Random walk with Native Projection after GDS v 1.8 update

I was using gds version<1.6 for a long time. I had no problems with the 'alpha' version of the random walk algorithm, but with the 'beta' development I am seeing a big difference. For example:

My graph has many nodes, but I want to limit them to the following nodes ['Person', 'Location', 'Manager', 'Specialty', 'Activity']. The relationships are all directional but for the sake of the random walk I want to treat them as 'UNDIRECTED.' For instance, (Person1)-[KNOWS]->(Manager1). Even though it's directional, it's possible that Manager1 knows Person 1.


To do this on older GDS versions I would create the Native projection as follows:
PROJECTION 1:

	CALL gds.graph.create(
	                'myGraph',
	                ['Person', 'Location', 'Manager', 'Specialty', 'Activity'],
	                { undirected: {type: '*', orientation: 'UNDIRECTED'} }
	            ) YIELD graphName AS graph, nodeCount AS nodes, relationshipCount AS rels;

It would yield 68591 nodes and 8,341,820 relationships. With the older gds version, I could then run the random walk and specify a source node as follows:

MATCH (n:Person)
	WHERE n.name = 'John'
	CALL gds.beta.randomWalk.stream(
	  'myGraph',
	  {
	    sourceNodes: n, walksPerNode: 1, walkLength: 3, inOutFactor: 0.1, returnFactor: 5.0
	  }
	)
	YIELD nodeIds, path
	RETURN nodeIds, [node IN nodes(path) | node.name ] AS traversed_nodes, [node IN nodes(path) | labels(node) ]  AS traversed_labels

Note: in the 'alpha' development sourceNode was 'start', walksPerNode was 'walks', walkLength was 'steps' (or something similar).
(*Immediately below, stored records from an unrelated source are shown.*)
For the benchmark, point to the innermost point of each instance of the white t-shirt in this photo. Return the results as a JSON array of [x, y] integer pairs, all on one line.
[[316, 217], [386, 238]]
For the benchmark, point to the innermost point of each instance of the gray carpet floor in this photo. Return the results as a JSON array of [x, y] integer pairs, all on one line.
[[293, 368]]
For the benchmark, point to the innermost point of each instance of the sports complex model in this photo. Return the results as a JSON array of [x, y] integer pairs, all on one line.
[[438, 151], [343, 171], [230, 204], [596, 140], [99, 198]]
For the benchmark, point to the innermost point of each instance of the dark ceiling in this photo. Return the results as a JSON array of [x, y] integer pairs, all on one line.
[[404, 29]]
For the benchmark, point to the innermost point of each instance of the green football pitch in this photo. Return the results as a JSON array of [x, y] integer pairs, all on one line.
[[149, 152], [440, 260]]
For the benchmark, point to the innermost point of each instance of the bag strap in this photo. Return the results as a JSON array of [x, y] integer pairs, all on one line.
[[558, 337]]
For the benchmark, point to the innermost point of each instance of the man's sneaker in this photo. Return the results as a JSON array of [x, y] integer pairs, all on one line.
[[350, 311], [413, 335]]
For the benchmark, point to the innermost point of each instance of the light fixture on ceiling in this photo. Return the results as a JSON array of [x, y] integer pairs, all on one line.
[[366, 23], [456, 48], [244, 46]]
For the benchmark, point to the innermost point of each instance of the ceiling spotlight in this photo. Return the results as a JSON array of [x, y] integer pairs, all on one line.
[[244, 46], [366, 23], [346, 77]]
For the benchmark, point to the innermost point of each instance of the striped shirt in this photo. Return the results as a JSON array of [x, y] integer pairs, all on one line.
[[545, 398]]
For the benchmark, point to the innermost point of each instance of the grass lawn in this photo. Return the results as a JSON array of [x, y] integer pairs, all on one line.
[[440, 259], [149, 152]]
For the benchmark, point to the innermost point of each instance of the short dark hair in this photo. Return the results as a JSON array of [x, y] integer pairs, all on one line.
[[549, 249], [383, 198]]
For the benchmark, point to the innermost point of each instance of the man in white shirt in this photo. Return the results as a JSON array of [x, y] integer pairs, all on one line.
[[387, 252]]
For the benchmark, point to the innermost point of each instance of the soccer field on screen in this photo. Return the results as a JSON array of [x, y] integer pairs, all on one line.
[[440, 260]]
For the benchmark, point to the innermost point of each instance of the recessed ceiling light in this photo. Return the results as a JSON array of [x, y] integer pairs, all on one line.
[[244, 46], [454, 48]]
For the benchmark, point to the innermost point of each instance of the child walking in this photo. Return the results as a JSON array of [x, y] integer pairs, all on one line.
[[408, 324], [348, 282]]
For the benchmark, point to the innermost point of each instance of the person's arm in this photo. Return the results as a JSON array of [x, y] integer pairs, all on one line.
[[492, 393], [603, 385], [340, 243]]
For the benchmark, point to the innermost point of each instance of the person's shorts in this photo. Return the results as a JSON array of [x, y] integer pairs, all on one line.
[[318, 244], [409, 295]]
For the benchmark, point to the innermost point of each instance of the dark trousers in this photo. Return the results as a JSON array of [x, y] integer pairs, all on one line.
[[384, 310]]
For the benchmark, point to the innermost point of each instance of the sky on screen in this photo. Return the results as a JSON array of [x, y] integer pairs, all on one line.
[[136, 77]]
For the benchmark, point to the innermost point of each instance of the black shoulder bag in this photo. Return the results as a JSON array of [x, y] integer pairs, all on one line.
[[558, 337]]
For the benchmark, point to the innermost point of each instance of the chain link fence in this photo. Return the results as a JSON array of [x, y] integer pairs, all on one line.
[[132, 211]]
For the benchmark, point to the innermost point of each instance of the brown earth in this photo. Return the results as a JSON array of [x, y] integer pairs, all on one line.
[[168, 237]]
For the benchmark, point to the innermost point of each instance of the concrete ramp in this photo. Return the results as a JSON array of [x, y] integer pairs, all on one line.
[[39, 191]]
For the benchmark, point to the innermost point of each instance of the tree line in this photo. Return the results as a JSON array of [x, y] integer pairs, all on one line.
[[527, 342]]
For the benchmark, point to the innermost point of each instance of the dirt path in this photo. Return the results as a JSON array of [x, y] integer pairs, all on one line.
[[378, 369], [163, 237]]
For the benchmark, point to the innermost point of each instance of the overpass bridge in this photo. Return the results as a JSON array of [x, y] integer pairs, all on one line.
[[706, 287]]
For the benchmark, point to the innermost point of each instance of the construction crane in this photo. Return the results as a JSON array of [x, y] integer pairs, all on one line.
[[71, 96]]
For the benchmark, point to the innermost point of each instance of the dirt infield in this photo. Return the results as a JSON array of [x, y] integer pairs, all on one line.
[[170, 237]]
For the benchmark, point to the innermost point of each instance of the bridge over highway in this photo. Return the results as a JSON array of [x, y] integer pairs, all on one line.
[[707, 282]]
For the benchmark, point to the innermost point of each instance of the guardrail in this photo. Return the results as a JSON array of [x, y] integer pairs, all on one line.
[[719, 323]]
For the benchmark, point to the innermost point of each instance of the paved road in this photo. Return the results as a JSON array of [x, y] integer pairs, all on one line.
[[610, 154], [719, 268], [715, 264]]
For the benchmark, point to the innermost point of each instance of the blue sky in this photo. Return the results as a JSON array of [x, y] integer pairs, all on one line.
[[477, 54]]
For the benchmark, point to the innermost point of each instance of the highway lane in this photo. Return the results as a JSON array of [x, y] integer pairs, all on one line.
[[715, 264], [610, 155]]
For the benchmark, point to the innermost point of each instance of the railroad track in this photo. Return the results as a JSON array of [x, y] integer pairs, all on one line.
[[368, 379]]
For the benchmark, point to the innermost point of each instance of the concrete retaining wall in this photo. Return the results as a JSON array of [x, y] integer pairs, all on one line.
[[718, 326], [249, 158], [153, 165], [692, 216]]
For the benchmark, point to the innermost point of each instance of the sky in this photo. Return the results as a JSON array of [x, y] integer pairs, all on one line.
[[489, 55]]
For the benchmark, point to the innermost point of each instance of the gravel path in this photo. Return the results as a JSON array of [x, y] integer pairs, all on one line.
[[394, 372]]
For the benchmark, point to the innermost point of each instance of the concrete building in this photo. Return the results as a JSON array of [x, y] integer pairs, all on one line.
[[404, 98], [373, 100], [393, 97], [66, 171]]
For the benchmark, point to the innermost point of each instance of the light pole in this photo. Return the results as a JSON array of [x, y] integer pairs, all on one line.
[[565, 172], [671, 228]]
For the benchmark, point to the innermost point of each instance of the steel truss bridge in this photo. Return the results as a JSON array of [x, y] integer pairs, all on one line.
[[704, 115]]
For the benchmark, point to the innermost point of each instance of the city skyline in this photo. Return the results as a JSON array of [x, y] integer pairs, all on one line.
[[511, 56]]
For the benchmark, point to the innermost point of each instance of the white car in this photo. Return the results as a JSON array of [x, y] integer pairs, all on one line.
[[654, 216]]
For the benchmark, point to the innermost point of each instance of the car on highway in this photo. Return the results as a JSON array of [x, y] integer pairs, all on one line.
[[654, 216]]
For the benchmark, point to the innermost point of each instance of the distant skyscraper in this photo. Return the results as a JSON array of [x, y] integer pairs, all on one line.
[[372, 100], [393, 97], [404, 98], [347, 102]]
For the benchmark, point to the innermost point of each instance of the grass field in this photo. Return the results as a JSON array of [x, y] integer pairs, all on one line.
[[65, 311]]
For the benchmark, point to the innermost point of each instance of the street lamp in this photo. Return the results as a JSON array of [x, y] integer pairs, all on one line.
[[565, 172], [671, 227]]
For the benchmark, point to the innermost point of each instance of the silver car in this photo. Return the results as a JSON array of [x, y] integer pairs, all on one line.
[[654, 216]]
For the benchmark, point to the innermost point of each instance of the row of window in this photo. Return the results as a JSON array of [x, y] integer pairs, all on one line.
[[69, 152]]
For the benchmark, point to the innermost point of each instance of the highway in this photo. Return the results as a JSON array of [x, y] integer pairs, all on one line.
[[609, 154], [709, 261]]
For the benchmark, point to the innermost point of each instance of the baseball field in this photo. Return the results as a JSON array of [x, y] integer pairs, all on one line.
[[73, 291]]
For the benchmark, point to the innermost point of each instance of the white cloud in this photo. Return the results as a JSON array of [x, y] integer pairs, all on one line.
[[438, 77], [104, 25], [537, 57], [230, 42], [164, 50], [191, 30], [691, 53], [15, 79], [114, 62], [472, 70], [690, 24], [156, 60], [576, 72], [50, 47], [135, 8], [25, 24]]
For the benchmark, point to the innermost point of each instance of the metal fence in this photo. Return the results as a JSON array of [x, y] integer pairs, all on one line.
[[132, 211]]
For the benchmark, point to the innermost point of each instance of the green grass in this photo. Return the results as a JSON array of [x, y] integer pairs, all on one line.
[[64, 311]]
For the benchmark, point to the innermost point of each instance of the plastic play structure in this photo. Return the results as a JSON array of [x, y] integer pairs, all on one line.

It would return ['John', 'Alice', 'Seattle'] for example.



However, after the upgrading to GDS v1.8.2, it yields no results. But if I specify the projection the following way:
PROJECTION 2:

CALL gds.graph.create(
                'myGraph',
                '*',
                { undirected: {type: '*', orientation: 'UNDIRECTED'} }
            ) YIELD graphName AS graph, nodeProjection, nodeCount AS nodes, relationshipProjection, relationshipCount AS rels;

nodes: 41526446, rels: 145444158


Using the random walk specified in PROJECTED 2 I get exactly what I want, but with nodes I don't care about. For instance, using the latter projection traversed_nodes yields ['John', 'linux experience','Software developer']. The second element, 'linux experience', has node label 'Skills' for which there are over 8 million descriptions with misspelling and/or blanks.


What has changed in version 1.8.2 that requires an adjustment to Native PROJECTION 1 above? How can I limit the label types similar to PROJECTION 1, while also specifying to treat directed relationships as undirected?

The difference I see between the two projections is that projection 1 specifies node labels (Person, Location, etc), while projection 2 uses * - which covers all node labels. That would explain why your random walks traverse Skill nodes in the second projection, but not the first.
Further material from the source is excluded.